A triangular park is enclosed on two sides by a fence and on the third side a straight river bank. The two sides having fence are of same length \(x\).
The maximum area (in sq. units) enclosed by the park is

Let \(\triangle \mathrm{ABC}\) be on isosceles triangle such that
\(\mathrm{AB}=\mathrm{AC}=x\)
\(\therefore \quad \angle \mathrm{ABC}=\angle \mathrm{ACB}=\theta\)
Draw seg \(\mathrm{AD} \perp\) side BC at point D .
\(\therefore \quad \triangle \mathrm{ABD}\) is a right angled triangle such that
\(\mathrm{AD}=x \sin \theta\) and \(\mathrm{BD}=x \cos \theta\)

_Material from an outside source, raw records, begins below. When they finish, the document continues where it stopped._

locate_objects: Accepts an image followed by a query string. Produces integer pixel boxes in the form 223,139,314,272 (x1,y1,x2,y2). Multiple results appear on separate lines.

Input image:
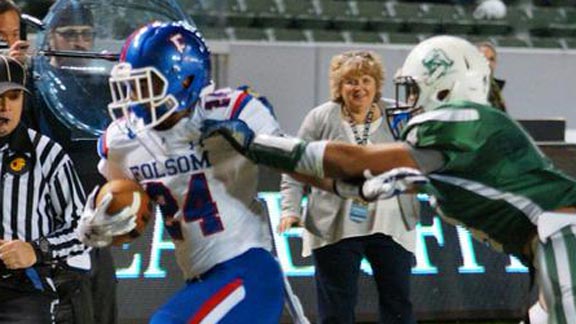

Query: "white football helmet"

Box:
387,36,490,136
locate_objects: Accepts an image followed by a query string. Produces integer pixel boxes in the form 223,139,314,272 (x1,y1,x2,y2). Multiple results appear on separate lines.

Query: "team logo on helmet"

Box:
422,48,454,84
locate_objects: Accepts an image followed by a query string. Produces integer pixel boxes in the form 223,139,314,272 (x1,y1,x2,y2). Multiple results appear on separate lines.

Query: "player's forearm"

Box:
323,142,418,179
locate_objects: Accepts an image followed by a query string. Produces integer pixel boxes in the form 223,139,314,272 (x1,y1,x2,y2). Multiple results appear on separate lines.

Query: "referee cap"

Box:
0,55,28,95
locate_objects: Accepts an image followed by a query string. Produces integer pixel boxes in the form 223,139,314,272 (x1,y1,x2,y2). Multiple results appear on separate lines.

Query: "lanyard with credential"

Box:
344,105,374,223
344,106,374,145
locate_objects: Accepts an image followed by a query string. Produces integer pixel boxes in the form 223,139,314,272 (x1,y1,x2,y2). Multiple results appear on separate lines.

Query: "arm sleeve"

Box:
280,108,316,217
237,95,282,135
45,155,87,260
406,144,444,174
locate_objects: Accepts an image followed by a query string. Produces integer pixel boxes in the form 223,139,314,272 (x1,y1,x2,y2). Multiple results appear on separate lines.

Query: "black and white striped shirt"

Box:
0,125,86,260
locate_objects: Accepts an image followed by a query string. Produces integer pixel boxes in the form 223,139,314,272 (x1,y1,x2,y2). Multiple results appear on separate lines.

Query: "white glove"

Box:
76,186,140,247
472,0,506,19
362,168,430,201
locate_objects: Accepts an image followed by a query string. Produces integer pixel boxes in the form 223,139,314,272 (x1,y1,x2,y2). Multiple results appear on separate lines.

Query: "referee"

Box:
0,56,85,323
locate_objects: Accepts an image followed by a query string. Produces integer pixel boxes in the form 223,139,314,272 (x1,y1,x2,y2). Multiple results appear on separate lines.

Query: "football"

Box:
96,179,154,245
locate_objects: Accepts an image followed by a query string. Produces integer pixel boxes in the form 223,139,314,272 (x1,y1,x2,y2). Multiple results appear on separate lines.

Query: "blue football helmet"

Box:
108,22,211,132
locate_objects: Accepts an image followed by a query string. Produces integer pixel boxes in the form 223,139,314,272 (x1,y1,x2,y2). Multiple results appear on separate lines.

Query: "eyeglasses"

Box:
56,28,95,41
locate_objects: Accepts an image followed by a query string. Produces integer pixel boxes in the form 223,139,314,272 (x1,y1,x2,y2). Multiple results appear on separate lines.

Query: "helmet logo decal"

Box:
422,48,454,84
170,34,186,53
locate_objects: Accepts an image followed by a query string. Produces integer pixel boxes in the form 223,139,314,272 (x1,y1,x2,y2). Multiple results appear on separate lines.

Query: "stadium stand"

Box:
188,0,576,49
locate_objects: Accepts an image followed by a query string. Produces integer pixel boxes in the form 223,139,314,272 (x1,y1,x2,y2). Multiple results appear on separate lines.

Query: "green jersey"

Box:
402,102,576,256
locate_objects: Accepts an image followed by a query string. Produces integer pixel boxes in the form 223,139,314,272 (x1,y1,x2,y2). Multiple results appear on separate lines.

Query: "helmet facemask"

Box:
108,63,178,132
386,77,422,139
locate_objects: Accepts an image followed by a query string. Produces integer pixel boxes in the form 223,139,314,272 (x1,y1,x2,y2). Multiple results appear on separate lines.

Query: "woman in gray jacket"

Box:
279,51,417,323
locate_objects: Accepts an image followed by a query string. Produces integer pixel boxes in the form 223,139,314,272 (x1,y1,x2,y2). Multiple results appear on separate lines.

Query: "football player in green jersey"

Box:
204,36,576,323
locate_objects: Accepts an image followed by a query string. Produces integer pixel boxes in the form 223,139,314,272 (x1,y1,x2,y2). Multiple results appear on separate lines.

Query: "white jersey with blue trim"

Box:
98,89,280,279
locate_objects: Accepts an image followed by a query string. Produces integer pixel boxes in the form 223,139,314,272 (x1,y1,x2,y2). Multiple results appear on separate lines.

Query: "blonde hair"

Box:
329,51,384,103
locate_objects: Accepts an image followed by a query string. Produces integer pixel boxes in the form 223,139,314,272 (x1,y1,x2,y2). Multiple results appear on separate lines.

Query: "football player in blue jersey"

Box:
203,36,576,323
79,22,283,323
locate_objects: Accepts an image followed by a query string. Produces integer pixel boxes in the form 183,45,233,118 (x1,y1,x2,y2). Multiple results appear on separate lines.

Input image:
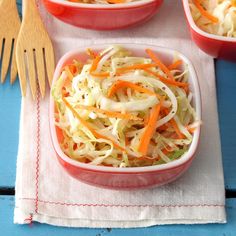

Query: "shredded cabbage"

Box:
189,0,236,37
66,0,136,4
52,45,200,168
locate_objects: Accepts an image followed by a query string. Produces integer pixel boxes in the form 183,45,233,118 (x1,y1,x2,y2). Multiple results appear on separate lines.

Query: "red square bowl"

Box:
43,0,163,30
182,0,236,61
49,44,201,190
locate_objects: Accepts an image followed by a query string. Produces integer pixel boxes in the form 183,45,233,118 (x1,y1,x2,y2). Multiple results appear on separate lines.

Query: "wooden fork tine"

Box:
44,45,55,86
1,39,12,83
35,49,46,97
0,38,3,59
26,50,37,99
16,48,27,97
10,42,17,84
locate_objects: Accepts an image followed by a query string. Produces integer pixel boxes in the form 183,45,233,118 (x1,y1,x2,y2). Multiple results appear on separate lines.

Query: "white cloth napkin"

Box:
14,0,226,227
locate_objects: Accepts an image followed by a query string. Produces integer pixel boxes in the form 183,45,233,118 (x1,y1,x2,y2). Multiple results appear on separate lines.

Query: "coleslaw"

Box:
189,0,236,37
67,0,136,4
51,45,201,167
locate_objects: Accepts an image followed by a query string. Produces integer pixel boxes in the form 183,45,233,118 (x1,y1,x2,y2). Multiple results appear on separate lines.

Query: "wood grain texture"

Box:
216,60,236,191
0,196,236,236
0,0,20,83
16,0,55,99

Similarly, in \(\triangle \mathrm{ACD}\),
\(\mathrm{DC}=x \cos \theta\)
\(\therefore \quad\) In \(\triangle A B C\),
\(\begin{aligned}
& \text { Height }=\mathrm{AD}=x \sin \theta \\
& \text { Base }=\mathrm{BC}=x \cos \theta+x \cos \theta=2 x \cos \theta
\end{aligned}\)
\(\begin{aligned}
\therefore \quad \mathrm{A}(\triangle \mathrm{ABC}) & =\frac{1}{2} \times x \sin \theta \times 2 x \cos \theta \\
& =\frac{x^2}{2}(2 \sin \theta \cos \theta) \\
& =\frac{x^2}{2} \sin 2 \theta
\end{aligned}\)
Since, \(-1 \leq \sin 2 \cdot \theta \leq 1\), for maximum value of \(\sin 2 \theta\), Maximum area \(=\frac{x^2}{2}\) sq. units.